Eat sustainable food.
Greenpeace, another environmental group that aims to change attitudes and behavior of people on protecting and conserving the environment, says that eating fruits and vegetables is more eco-friendly than eating meat. According to a 2006 report from the United Nations Food and Agriculture Organization, the livestock industry produces more greenhouse gas emissions than all the forms of transport in the planet combined. Moreover, forests are being destroyed to make room for pastures to feed these animals, killing off thousands of trees that mitigate floods and global warming.

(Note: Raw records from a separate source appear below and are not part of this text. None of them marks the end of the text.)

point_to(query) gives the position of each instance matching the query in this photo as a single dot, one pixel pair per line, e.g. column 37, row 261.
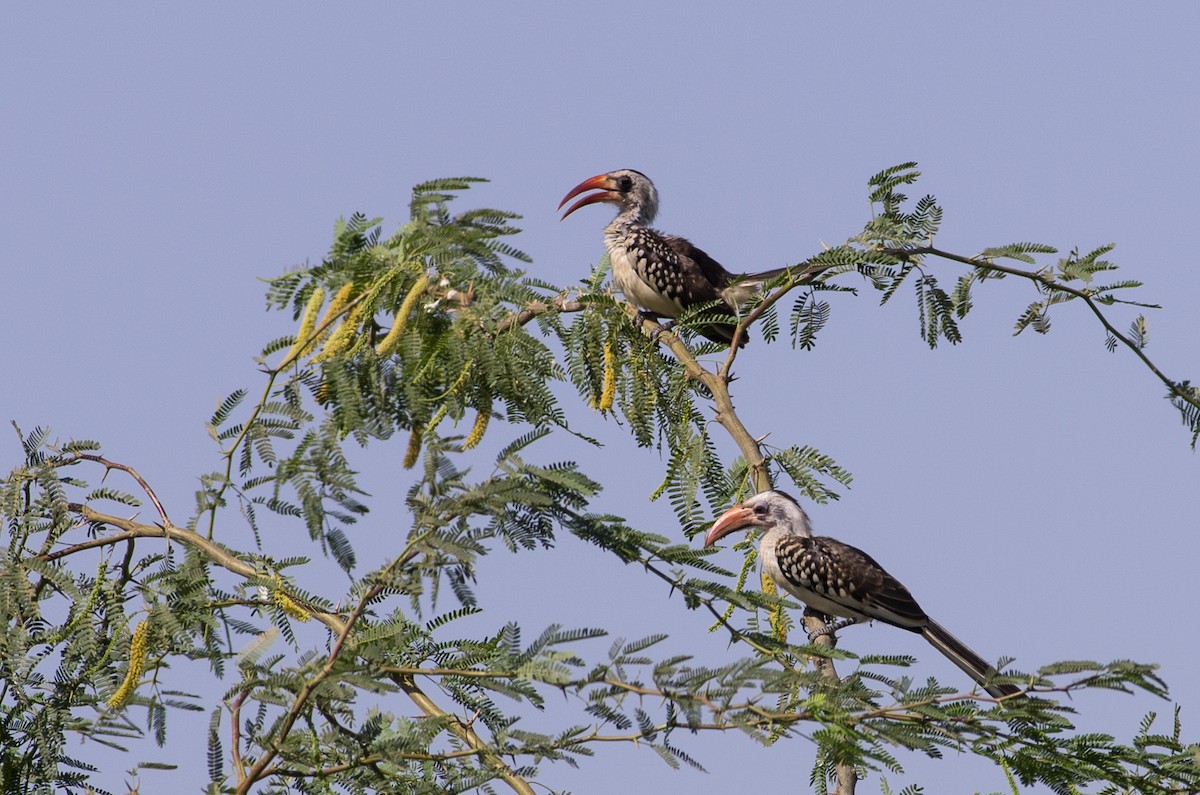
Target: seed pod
column 610, row 377
column 307, row 323
column 414, row 447
column 138, row 647
column 288, row 605
column 480, row 426
column 340, row 340
column 388, row 345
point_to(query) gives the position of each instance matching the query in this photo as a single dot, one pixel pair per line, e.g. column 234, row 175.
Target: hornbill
column 661, row 274
column 840, row 580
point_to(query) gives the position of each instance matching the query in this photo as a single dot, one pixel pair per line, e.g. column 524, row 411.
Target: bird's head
column 766, row 509
column 629, row 190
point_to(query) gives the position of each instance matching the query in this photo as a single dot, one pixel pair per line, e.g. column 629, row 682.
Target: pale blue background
column 1036, row 494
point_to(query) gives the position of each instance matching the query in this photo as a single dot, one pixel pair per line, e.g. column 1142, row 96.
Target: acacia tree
column 403, row 336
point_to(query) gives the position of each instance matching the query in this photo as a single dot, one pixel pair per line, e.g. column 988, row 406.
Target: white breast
column 633, row 286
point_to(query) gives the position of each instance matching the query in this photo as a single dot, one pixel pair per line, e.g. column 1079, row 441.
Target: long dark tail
column 971, row 663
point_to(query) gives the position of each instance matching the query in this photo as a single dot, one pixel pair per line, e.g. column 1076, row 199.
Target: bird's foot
column 659, row 326
column 832, row 628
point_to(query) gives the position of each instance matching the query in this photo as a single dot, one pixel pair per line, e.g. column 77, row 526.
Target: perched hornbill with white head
column 661, row 274
column 840, row 580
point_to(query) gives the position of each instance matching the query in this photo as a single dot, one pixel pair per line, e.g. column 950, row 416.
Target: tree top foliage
column 406, row 335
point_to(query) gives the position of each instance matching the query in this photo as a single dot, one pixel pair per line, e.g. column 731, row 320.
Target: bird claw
column 832, row 628
column 659, row 326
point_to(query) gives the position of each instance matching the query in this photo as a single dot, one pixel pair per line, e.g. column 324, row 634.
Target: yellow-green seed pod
column 414, row 448
column 610, row 377
column 389, row 344
column 778, row 619
column 307, row 323
column 288, row 605
column 341, row 339
column 138, row 647
column 336, row 306
column 480, row 426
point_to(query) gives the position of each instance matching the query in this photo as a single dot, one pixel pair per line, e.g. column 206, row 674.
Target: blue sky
column 1036, row 494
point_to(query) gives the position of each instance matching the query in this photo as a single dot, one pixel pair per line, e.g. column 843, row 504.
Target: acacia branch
column 1053, row 285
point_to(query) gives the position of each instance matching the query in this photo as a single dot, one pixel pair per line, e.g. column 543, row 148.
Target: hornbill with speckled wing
column 663, row 274
column 840, row 580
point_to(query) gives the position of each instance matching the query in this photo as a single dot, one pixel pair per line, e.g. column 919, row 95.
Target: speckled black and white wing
column 665, row 275
column 841, row 580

If you want to take eating green a step further, Greenpeace suggests growing your own produce in your backyard to ensure that your veggies, fruits and herbs are pesticide-free.
Cook with minimum energy.
Eco-friendly cooking begins with the right equipment. Greenpeace suggests that before buying large appliances, you should check and compare their energy ratings to know how many kilowatt-hours of energy they use up per month.
Compared to metal pans, glass dishes heat up more quickly, using less time and energy for cooking. Also remember that the bottom of your pan or pot should be the same size as the burner to use the minimum amount of energy.
Before cooking, thaw frozen foods first. And when boiling water, put a lid on the pan to make it heat up faster. Turn down the heat after water boils. Lightly boiling water is the same temperature as water in a rolling boil.
Store food smart.
Greenpeace says no to plastic and suggests using reusable glass containers for storing food in the refrigerator. Speaking of refrigerators, do you know that they use more energy than any other appliance in your home? Here are a few tips to minimize their energy consumption:
• The fridge’s temperature should be kept at 38 to 42°F (3 to 5°C), the freezer at 0 to 5°F (-17 to -15°C).
• Do not open your refrigerator door repeatedly. Before opening it, first decide on which item to get to avoid energy wastage.
• Don’t place your fridge in a warm spot, such as near the heater or in direct sunlight.
• For its efficient operation, clean the condenser coils at the back or bottom of your fridge at least once a year.
• Keep the door gasket clean to make sure that dried food and residue won’t damage its seal.
• Remarkably, energy consumption by the most efficient refrigerator models is largely unrelated to their size. The most efficient 14 cu. ft. fridge on the market today only consumes 106kWh/y. These efficient refrigerators are about 5 to 15% more expensive to buy, but will save you loads of money and energy.
Make the most of your bathroom time.
Each time we use the bathroom, it’s inevitable to use water. To make sure we don’t waste our most valuable resource, Greenpeace dishes out some ways on how we can be eco-warriors even during bathroom time:
• Use a pail for flushing or install dual-flush toilets to minimize the amount of water used. Use your wastebasket for miscellaneous bathroom wastes. Flushing garbage wastes water and can cause treatment problems.
• Mend any dripping taps or leaking pipes immediately. Don’t leave the tap running while brushing your teeth or shaving.
• A shower (about 10 minutes) uses 2/3 of the amount of water as a bath.
• Install water-saving devices for your taps and showers. Energy saving shower heads can save up to 20% of hot water usage and cut down your electricity bills. A faucet aerator will reduce the flow without reducing the water pressure.
By making these steps part of your daily habits, you’re well on your way to saving the planet—a task that doesn’t need superheroes to achieve, but small, individual acts that will make a difference in the long run.